Back home in Batangas, floodwaters used to stroll down from Capitolio and P. Burgos Highway, pooling in Vergara Street like water in a basin. But even before the rains arrived, Inay was already prepared for the onslaught. Inside our two-story, 54-square-meter apartment, she assembled a stack of rags, the masitera tied with ropes so the pots wouldn’t topple and spill sand and leaves, and a neat stack of repurposed plastic, old shower curtains, packaging sheets, kept only for the rainy season. With clips and cords, she could fold and fasten these into makeshift windbreakers for the terrace. By the time the first drops fell, our space was secure.
Housekeeper
After I left full-time editing, I converted our upstairs bedroom into my home office, a compact world of organized chaos: my PC and server, stacks of paper files, a revolving chair, family photos glued to the wall, a rif-raf organizer hanging on the closet door, and bursts of color to carry me through deadlines.
At my narra desk, my back pressed against a wall of filing cabinets and seven-tier bookshelves, I often worked to the rhythm of Inay’s cleaning. She rolled steadily across the linoleum floor, dusting, waxing, rearranging her rags. We fought about it more times than I can count. “I can’t write with all this scrubbing, with that strong wax smell,” I’d protest. But she never stopped. She could walk barefoot and detect dust with uncanny sensitivity. “Marumi ’pag makati,” she’d say. You know it’s dirty when your feet itch. And she would never allow that, not on her floors, not under her watch.
That Floating Box of Rags
Inay had what I once thought was a strange obsession with rags. She kept them in a box near the stairs, not just scraps of cloth but cut squares from old kamiseta, sorted and folded with military precision. Each had a purpose: rags for the floor, the shelves, the wooden stairs, the jalousies, the ref, the stove, the sink. Some were for wet use, others strictly dry. It was a whole taxonomy of cloth, lined neatly in a box wrapped with plastic.
Then one day the rains fell hard, and floodwaters crept up from the street into our home.
I woke barefoot into water and froze in wonder. The water was crystal clear. No floating debris. No dead insects. No film of dirt. Even the rag box had lifted gently, bobbing like a small life raft, its contents untouched. The corners of the house Inay waxed every morning while I groaned stood free of cockroaches, free of mice, free of drifting plastic. The flood came in. The waters stayed clear.
Every Corner Had a System
In Filipino households, we often speak of mothers as self-sacrificing, but rarely do we honor their operational brilliance. Inay didn’t just maintain a home, she managed risk. Her plastic-lined rag box, her rotation of cleaning zones, even the precise placement of furniture in our tight space, none of it was random.

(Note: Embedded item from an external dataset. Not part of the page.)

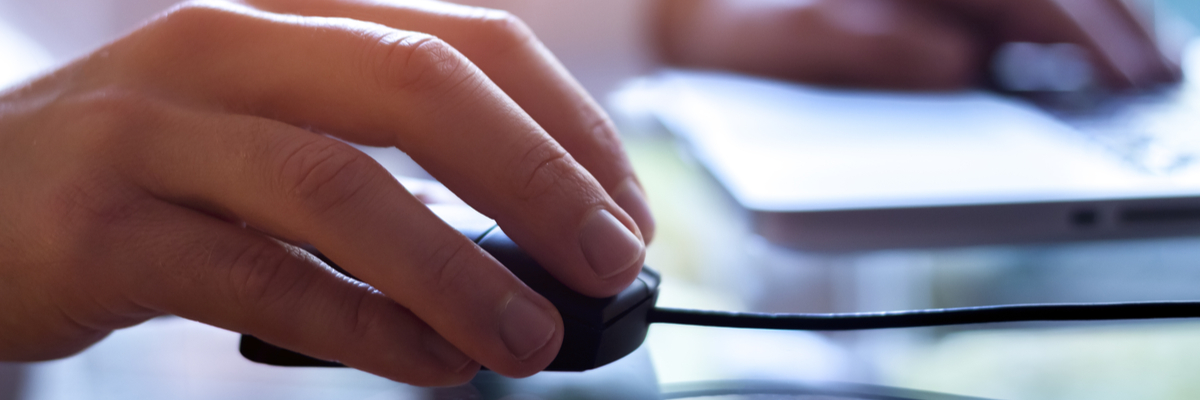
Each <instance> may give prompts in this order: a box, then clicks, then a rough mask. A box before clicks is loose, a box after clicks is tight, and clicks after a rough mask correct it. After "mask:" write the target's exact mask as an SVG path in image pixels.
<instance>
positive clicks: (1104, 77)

My mother’s flood-preparedness showed an instinctive affinity with the weather. Inside the house, she walked barefoot, reading the floor like a barometer. Even pests were discouraged, driven out of the corners she kept dustless. Every wiped surface, every folded rag, every organized tool was foresight, her way of staying one step ahead of disruption.
During the flood, I looked down at my toes beneath the clear surface and thought it felt like drinking water: parang tubig-tabang. As I scooped with a pail, I realized how calm I was, while outside the house, panic raged.
What I Took With Me
Inay has gone on to that eternal quiet, with no one left to argue with her about floor wax. I now live in a condo, safely above flood level. Yet her habits remain with me. I still sort my rags by task: toweling, cut-up t-shirts, recycled shorts, folding and stacking them under a hanger basket, seams aligned. Because Inay couldn’t stand a rag tossed into the wrong corner, neither can I. I test the tiles with my bare feet, feeling for grit. I schedule my cleaning days by zone.
Her habits became my disciplines. And even now, the memory of the plainest things, a box of dry rags floating steady in a flood so clear, can make me pause and marvel.